C: Oh, that’s great, so by day after tomorrow we are hopefully on page 3–4?

MM: Let’s hope so!

If you have worked with small businesses as I have, then you’ve probably overheard conversation similar to that.

And You’ve wanted to shoot yourself in the head.

I’ve always known You just can’t immediately rank well in Google, one post isn’t going to do a lot for you, You need linking and so on, but I haven’t known much.

However, last week, I did a course in the CXL Growth Marketing Minidegree program about Content Strategy for SEO, which blew my mind.

And I would like to share some of the biggest nuggets with you.

A blog isn’t for driving sales.

The biggest lesson I took from the course was that blog isn’t for driving sales. It is for providing value, developing brand awareness and for raising the rank of your domain.

Most people search answers, not products to buy.
80% of keywords people search online are informational, 10% navigational (they want to get to a particular page they already know), 10% transactional.

So that’s what your blog should help people do, it should help them find answers to their questions.

Which altogether helps you:
A) build your brand relationship
B) raise your domain authority which means it also helps your other pages to be more easily findable.
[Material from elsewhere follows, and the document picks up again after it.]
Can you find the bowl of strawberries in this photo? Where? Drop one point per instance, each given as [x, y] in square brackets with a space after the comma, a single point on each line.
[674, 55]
When you do that well, and your product pages are created with commercial intent keywords in mind, those will rank higher, and then $$$ starts flying in.

Keep it original

But how do you provide value and raise your domain authority with content? Or simply make your name more known?

Well — with great content.
In blogging, the good stuff is amazing, average stuff is useless.

But how do you create great content?

With original research.
You can answer questions people have and conduct researches.
Internet is filled with questions people have.

You can come up with hypothesis yourself and conduct research as well. Or find answers to unanswered questions.

These days SEO isn’t just about keywords.

Google is not a baby anymore, it is a schoolboy, so it understands the overall topic of your writing, and when you research and create a “paper” from it, Google can associate it with the topic you are writing about.

So make great content, don’t worry so much about keyword hacking and the audience will follow.

(It is called semantic SEO.)

You can also answer simple questions more effectively than anyone else.

And the brilliant move is to repurpose your customer chat logs and all of the similar stuff to the blog articles.

Usually, people who are interested in the same topic have the same questions as well.

The more relevant quality content you publish, the more people spend time on your page, and the higher your domain authority goes.

First the fame, then the $$$

But how do you get those people on your page? Especially at first, when you don’t rank high yet.

With smart distribution.

For SEO linking is essential.

When you publish content, at first no one will know about it, and when you don’t have links to your site, then Google robots still think you are a worthless page.

So there are many ways to upgrade your distribution game.
First of all guest blogging, writing articles for different pages/blogs/news outlets, etc.

Creating a valuable piece and then sending it to them with a few links to your site.

Not only is it good for links, but it also helps you to get in front of a new audience and get your face out of your own bubble.

So at least for every 2 posts on your page, you should guest post once on someone else's page.

An in an ideal case before pitching your articles, pick the sites you are going to build relationships with.

A link from a site with domain rating in the 80s is worth 8X more than a link from a site with domain rating in the 70s.

So when choosing sites to contact, take that piece of knowledge into your equation as well. And play the long game.

Another great thing you can do for your internal blog is to get quotes from industry thought leaders. Ask them a question or two about the topic.

Or create a whole article as a roundtable where different industry experts share their thoughts.

It is supposedly a great way to network as well — who wouldn’t love to express their opinions.

When you finish the piece, then the people featured in it often share it with their network as well.

So brand awareness — checked. Links for domain authority — checked.

Thank You Andy Crestodina for this fantastic course and for all the numerous insights you gave to us.

Who knew blogging for your website SEO could be so much fun!

And remember, advertising is fast but inconsistent, content is slow but steady.